Book Review
Beyond the Door of No Return (2023)
by David Diop
I really enjoyed French novelist David Diop's first book, At Night All Blood is Black. It won the Students Prix Goncourt in France, the 2020 LA Times Fiction Book Prize and the 2021 International Booker Prize. Also, I genuinely enjoyed it- a novel about the experience of an African volunteer in the French army during World War I. His new book, about the experience of a French naturalist in early 19th century Senegal- then a quasi-French territory but a weak one with many local rulers- was nominated for the National Book Award for Translated Literature (they need to work shop the name of that award!) and I'm sure it will be nominated for the International Booker next year.
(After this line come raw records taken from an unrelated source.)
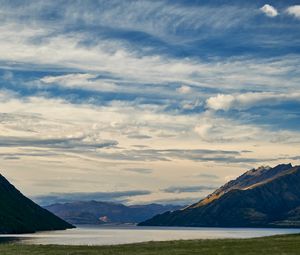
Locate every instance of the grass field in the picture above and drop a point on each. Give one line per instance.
(287, 245)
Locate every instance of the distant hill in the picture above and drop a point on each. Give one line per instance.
(93, 212)
(263, 197)
(18, 214)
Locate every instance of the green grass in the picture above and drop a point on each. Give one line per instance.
(285, 245)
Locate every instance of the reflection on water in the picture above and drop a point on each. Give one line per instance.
(106, 235)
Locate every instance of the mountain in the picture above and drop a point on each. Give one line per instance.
(263, 197)
(18, 214)
(93, 212)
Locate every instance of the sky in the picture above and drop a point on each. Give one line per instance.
(145, 101)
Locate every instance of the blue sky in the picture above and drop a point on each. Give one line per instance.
(146, 97)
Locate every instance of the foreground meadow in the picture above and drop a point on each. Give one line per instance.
(287, 245)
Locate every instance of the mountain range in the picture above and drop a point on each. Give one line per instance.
(95, 212)
(262, 197)
(18, 214)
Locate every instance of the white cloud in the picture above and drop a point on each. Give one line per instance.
(269, 10)
(79, 80)
(248, 100)
(184, 89)
(294, 11)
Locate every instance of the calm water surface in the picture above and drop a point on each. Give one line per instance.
(107, 235)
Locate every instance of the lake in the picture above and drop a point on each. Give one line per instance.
(108, 235)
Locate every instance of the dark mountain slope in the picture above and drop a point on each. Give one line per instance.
(273, 200)
(19, 214)
(94, 212)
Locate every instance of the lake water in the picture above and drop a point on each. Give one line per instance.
(107, 235)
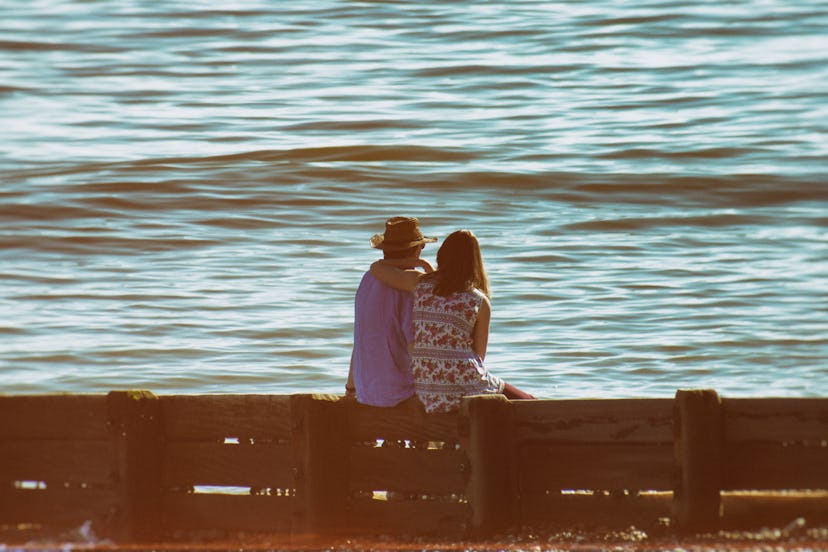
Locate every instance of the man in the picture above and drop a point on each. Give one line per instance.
(380, 372)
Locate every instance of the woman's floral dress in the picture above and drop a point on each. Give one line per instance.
(445, 366)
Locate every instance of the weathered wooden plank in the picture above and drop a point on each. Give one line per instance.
(203, 511)
(614, 511)
(794, 419)
(698, 450)
(215, 417)
(408, 469)
(262, 465)
(407, 421)
(62, 417)
(774, 466)
(595, 466)
(320, 440)
(407, 516)
(56, 461)
(57, 506)
(137, 445)
(754, 510)
(595, 420)
(493, 481)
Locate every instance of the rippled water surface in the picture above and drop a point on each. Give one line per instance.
(187, 190)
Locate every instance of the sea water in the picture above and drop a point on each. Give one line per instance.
(187, 189)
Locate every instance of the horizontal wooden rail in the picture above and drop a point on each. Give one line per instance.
(142, 467)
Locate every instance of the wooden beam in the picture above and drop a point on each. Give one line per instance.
(492, 485)
(698, 448)
(137, 441)
(320, 438)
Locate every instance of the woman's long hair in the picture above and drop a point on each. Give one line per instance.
(460, 265)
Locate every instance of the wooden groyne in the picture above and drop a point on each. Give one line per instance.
(141, 466)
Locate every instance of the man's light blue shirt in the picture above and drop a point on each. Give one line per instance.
(382, 330)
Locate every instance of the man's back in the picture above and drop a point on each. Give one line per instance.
(382, 331)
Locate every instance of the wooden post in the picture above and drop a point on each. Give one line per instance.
(320, 437)
(492, 486)
(136, 428)
(698, 447)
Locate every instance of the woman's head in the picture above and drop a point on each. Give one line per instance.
(460, 264)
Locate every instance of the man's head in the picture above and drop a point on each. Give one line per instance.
(402, 238)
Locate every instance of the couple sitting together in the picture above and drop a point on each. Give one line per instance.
(419, 330)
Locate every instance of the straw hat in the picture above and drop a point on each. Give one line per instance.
(400, 233)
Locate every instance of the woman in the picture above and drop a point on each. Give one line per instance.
(451, 323)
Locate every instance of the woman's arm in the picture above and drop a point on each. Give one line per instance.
(399, 273)
(480, 334)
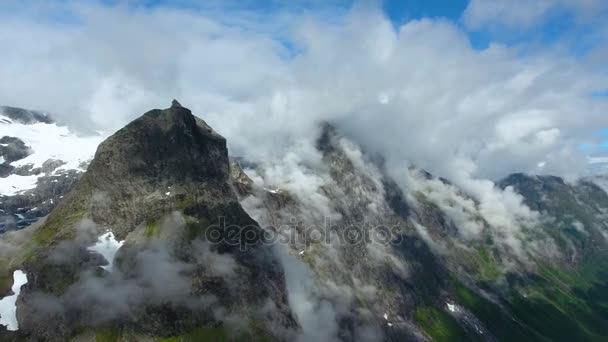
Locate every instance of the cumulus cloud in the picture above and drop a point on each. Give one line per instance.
(417, 92)
(525, 14)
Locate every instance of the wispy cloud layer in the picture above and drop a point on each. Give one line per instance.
(418, 92)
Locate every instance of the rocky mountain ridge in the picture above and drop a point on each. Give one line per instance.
(361, 253)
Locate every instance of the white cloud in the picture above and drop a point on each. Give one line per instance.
(523, 14)
(420, 92)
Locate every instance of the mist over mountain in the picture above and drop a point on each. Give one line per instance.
(164, 236)
(339, 170)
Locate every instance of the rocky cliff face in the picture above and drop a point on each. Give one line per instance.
(437, 265)
(340, 249)
(161, 186)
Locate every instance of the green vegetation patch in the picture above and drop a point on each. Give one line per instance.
(151, 229)
(439, 325)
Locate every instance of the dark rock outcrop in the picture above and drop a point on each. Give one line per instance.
(161, 183)
(24, 116)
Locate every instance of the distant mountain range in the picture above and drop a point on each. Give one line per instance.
(165, 238)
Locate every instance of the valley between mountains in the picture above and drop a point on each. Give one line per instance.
(163, 236)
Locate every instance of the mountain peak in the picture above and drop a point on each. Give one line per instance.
(175, 103)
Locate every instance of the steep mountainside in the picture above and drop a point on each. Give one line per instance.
(159, 186)
(442, 266)
(163, 238)
(39, 163)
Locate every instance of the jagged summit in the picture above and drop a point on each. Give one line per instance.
(175, 103)
(25, 116)
(159, 183)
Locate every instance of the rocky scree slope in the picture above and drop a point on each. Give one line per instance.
(39, 162)
(158, 185)
(449, 273)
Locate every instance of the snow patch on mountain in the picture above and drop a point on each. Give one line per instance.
(107, 246)
(45, 141)
(15, 184)
(8, 307)
(50, 141)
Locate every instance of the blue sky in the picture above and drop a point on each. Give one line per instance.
(496, 85)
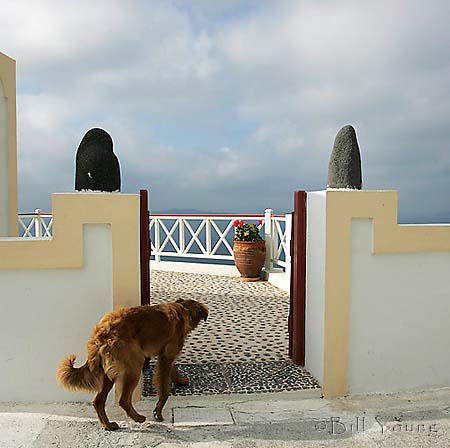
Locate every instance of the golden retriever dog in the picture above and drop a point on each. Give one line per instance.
(117, 349)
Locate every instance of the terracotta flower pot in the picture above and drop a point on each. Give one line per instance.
(249, 259)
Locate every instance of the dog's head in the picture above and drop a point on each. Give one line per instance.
(197, 311)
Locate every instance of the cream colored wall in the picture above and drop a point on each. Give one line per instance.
(65, 284)
(65, 249)
(315, 283)
(399, 308)
(388, 237)
(47, 314)
(8, 147)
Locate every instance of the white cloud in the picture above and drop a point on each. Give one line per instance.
(207, 102)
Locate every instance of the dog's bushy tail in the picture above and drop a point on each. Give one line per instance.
(79, 378)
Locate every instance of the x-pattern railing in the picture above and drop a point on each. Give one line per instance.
(179, 235)
(191, 236)
(36, 225)
(281, 239)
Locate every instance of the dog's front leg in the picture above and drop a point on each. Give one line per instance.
(163, 371)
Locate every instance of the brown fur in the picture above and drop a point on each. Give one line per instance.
(117, 349)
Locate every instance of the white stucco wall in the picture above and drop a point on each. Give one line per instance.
(47, 314)
(4, 192)
(315, 283)
(399, 331)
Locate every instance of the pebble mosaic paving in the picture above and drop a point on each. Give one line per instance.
(242, 348)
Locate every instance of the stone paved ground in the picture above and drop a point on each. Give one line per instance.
(243, 346)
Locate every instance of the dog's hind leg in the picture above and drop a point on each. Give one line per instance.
(129, 382)
(163, 371)
(177, 378)
(99, 405)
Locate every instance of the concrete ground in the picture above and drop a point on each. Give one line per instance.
(284, 419)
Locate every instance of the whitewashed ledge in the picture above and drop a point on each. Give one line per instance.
(276, 278)
(195, 268)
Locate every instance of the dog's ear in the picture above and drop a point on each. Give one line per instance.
(203, 309)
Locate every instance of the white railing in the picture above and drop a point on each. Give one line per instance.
(35, 225)
(211, 236)
(193, 236)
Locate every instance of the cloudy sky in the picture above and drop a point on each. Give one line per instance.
(228, 105)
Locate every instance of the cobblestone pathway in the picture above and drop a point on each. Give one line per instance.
(243, 346)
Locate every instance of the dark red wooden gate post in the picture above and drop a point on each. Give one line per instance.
(145, 248)
(298, 281)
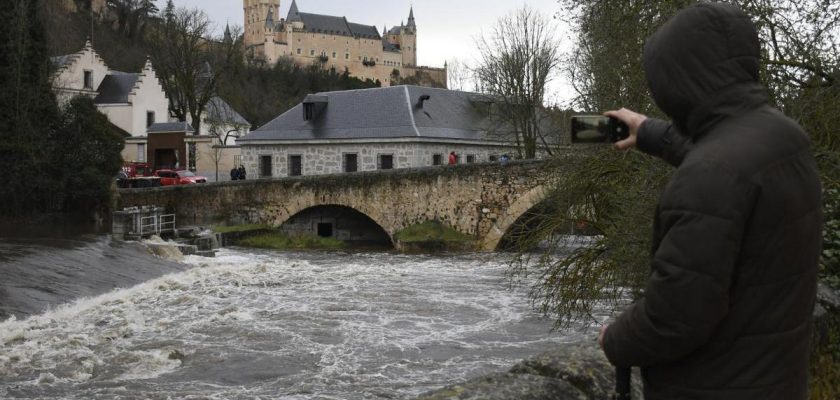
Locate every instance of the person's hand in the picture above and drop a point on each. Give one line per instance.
(633, 120)
(601, 336)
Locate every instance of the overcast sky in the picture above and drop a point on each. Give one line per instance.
(447, 29)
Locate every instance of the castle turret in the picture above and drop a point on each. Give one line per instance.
(258, 15)
(408, 40)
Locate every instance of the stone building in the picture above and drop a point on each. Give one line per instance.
(370, 129)
(335, 43)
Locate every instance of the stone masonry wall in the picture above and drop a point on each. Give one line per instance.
(328, 158)
(481, 200)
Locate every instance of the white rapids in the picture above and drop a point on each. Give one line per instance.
(265, 325)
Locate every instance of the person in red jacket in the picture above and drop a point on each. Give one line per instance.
(727, 310)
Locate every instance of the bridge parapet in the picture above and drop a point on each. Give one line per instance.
(482, 200)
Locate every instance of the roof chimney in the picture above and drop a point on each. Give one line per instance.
(422, 100)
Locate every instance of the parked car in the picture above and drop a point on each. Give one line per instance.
(178, 177)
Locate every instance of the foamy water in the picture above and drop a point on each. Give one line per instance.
(280, 326)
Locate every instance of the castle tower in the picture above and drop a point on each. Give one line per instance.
(259, 14)
(408, 40)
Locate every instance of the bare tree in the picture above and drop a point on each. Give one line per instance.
(133, 16)
(518, 60)
(190, 63)
(225, 126)
(458, 75)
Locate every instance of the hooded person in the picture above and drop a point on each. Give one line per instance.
(726, 312)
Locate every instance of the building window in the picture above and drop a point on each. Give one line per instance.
(192, 156)
(295, 165)
(265, 166)
(89, 80)
(351, 162)
(385, 161)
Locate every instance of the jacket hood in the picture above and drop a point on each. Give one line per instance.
(703, 66)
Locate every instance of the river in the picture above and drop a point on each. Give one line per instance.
(268, 325)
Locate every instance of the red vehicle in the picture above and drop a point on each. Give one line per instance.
(137, 169)
(178, 177)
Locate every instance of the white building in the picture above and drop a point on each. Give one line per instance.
(134, 102)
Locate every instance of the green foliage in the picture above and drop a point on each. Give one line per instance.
(830, 262)
(85, 156)
(282, 241)
(608, 195)
(27, 110)
(430, 231)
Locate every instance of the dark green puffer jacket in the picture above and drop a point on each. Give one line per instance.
(726, 313)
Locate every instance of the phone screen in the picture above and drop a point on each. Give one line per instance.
(597, 129)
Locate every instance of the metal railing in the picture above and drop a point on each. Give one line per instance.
(149, 225)
(166, 223)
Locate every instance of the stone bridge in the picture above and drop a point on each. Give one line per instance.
(481, 200)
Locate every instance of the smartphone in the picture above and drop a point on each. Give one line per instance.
(598, 129)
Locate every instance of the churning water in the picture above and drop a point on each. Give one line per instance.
(265, 325)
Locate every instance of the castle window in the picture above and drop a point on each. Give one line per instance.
(89, 80)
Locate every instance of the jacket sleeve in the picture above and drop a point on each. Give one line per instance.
(700, 224)
(662, 139)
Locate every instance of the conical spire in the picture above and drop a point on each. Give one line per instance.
(269, 19)
(411, 17)
(294, 14)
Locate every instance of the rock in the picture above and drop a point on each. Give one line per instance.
(504, 386)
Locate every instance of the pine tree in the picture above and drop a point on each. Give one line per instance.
(28, 109)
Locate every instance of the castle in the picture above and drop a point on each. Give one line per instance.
(335, 43)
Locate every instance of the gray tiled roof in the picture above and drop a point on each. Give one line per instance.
(388, 46)
(382, 113)
(365, 31)
(219, 110)
(328, 24)
(60, 61)
(318, 23)
(169, 127)
(115, 88)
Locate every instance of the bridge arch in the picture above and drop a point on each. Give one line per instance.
(516, 210)
(335, 220)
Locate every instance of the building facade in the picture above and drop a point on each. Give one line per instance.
(335, 43)
(371, 129)
(137, 104)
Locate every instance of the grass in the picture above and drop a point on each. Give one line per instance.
(282, 241)
(239, 228)
(431, 231)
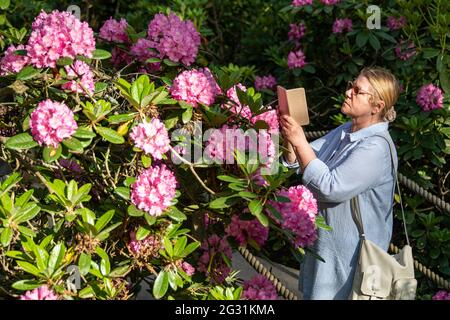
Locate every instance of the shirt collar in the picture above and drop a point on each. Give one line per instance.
(365, 132)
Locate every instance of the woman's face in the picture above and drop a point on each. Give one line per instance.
(357, 99)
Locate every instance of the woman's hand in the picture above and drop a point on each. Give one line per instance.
(292, 131)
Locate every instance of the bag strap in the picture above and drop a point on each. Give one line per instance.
(354, 203)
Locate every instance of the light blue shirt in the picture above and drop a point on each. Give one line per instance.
(347, 165)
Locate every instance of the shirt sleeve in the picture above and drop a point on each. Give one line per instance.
(363, 169)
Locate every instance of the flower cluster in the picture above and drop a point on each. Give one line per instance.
(147, 247)
(114, 31)
(442, 295)
(211, 261)
(300, 3)
(187, 268)
(152, 137)
(430, 97)
(52, 122)
(173, 38)
(405, 50)
(141, 51)
(342, 25)
(244, 230)
(296, 59)
(395, 24)
(154, 189)
(299, 214)
(297, 31)
(259, 288)
(265, 82)
(41, 293)
(79, 70)
(330, 2)
(12, 62)
(195, 86)
(57, 35)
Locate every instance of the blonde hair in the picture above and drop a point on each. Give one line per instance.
(387, 88)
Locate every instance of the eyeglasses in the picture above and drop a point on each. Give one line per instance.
(356, 90)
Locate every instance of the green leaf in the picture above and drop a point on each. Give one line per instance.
(28, 267)
(51, 154)
(104, 219)
(56, 257)
(26, 284)
(134, 212)
(73, 144)
(161, 285)
(123, 192)
(27, 73)
(110, 135)
(6, 236)
(65, 61)
(84, 263)
(190, 248)
(20, 141)
(100, 54)
(229, 178)
(83, 133)
(179, 247)
(142, 233)
(176, 214)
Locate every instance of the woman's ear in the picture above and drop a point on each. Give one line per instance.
(378, 107)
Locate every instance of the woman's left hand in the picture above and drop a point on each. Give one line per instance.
(292, 131)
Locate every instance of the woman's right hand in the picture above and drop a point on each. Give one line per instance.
(292, 131)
Diop's 19th century Franco-phone Africa is a nuanced portrayal- we are a century past Conrad and his Heart of Darkness, and Diop's Senegal reflects the more nuanced view of the colonial experience that has percolated through academia in recent decades. This early in the 19th century, the slave trade was still going full tilt- the first French ban on slavery (within France) didn't come till 1818, and slavery was abolished in French territories in 1845.
I sensed that the narrator- the French naturalist, isn't really the focus of the book, which consists of a kind of post-mortem revelation of his past to his daughter, years after the experiences described; rather it is Senegal and the rich historical tapestry of the early 19th century at the center of Beyond the Door of No Return. Presumably, the title of the book refers to the actual Door of No Return in Benin, which is a monument to the experience of the enslaved as they leave Africa for the last time.
I tore through the book- I just so enjoyed turning each page (figuratively speaking because I read the eBook copy from the Los Angeles Public Library), that I didn't want it to end. I wish it was 500 pages long!